Otro tema de relevancia es el Plan de Acción Nacional de Adaptación al Cambio Climático, que aún no se ha implementado adecuadamente. Aunque existen planes regionales y sectoriales, la falta de coordinación y recursos está impidiendo que estos planes tengan un impacto real en la protección de los territorios y la adaptación a los efectos del cambio climático. Las comunidades locales siguen esperando medidas efectivas que enfrenten la realidad de su entorno.
La descarbonización es una de las metas más ambiciosas de Chile, con el objetivo de alcanzar la carbono neutralidad para 2050. Sin embargo, el cierre de las centrales a carbón ha sido problemático, con comunidades afectadas por la falta de planes de transición justa. Además, el uso acelerado del carbón ha intensificado la contaminación, lo que dificulta cumplir con los compromisos internacionales en materia de reducción de emisiones.
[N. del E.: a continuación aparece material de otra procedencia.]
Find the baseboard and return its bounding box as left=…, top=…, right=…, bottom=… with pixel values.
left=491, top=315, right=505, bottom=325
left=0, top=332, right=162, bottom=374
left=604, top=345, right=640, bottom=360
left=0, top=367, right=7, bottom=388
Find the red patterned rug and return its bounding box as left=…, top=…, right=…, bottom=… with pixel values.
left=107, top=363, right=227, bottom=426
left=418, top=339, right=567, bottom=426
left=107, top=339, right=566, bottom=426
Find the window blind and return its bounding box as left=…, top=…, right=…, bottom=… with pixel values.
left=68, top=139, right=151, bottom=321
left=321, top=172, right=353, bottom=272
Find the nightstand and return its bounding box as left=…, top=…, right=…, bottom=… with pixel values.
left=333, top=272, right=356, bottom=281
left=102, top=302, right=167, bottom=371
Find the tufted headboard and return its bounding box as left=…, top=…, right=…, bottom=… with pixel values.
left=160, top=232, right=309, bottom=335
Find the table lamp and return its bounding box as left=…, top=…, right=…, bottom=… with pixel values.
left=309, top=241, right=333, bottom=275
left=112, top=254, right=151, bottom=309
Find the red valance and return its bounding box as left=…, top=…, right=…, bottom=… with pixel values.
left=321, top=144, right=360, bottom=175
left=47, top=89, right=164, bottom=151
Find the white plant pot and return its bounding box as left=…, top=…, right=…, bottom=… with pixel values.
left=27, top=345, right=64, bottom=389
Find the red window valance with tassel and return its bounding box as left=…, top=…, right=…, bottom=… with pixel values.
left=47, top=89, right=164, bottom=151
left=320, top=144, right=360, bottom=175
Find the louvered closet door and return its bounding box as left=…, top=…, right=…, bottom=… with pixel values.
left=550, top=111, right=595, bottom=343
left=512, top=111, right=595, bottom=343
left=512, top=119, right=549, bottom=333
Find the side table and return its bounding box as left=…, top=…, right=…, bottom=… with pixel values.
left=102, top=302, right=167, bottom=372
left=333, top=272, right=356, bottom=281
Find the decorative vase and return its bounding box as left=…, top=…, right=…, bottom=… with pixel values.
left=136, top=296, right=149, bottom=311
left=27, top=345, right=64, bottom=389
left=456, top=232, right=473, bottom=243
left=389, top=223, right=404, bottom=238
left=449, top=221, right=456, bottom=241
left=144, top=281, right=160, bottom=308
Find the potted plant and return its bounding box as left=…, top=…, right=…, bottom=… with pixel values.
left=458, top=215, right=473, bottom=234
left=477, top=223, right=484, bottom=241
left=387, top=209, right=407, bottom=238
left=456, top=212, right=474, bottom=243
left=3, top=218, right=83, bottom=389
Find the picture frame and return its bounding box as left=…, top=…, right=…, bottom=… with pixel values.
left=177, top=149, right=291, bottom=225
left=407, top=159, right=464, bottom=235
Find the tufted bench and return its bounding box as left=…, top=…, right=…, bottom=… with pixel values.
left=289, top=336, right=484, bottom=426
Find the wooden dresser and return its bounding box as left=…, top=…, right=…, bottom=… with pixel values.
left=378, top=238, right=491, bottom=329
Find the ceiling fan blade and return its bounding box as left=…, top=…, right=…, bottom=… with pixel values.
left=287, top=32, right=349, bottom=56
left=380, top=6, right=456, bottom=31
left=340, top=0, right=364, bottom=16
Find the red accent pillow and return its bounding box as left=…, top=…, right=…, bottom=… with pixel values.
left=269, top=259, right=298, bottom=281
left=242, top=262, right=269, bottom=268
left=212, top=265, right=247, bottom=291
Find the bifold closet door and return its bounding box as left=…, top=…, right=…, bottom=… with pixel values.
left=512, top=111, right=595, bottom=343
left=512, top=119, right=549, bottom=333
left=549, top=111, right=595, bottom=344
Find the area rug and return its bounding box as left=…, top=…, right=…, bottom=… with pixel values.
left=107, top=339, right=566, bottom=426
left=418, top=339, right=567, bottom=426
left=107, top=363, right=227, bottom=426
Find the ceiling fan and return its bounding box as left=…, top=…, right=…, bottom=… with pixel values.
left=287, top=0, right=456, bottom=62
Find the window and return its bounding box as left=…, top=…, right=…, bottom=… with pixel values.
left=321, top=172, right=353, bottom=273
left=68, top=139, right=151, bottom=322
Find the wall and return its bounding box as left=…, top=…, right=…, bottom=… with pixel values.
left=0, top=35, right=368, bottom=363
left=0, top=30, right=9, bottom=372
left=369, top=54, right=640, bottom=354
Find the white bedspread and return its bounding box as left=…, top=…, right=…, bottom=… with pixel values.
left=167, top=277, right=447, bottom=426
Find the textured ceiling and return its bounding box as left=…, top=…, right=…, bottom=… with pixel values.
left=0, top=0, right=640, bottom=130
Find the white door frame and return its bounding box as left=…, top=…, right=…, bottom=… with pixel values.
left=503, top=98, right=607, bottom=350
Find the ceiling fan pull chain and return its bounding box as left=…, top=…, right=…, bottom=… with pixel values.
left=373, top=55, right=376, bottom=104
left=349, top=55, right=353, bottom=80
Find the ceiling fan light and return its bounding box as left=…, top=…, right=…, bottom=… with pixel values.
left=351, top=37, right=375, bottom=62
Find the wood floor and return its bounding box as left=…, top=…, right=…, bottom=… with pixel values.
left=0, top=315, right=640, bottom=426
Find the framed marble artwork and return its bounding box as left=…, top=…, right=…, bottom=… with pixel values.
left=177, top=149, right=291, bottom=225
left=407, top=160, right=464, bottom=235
Finalmente, la actualización de las NDCs debe ser una prioridad para el gobierno. La sociedad civil exige que se incluyan medidas concretas para abordar los efectos del cambio climático de manera justa y equitativa, especialmente para las comunidades más vulnerables. Es imperativo que Chile utilice su influencia en la región para fortalecer los mecanismos internacionales de financiamiento y adaptación, mientras asegura que los compromisos climáticos sean coherentes con las necesidades del país.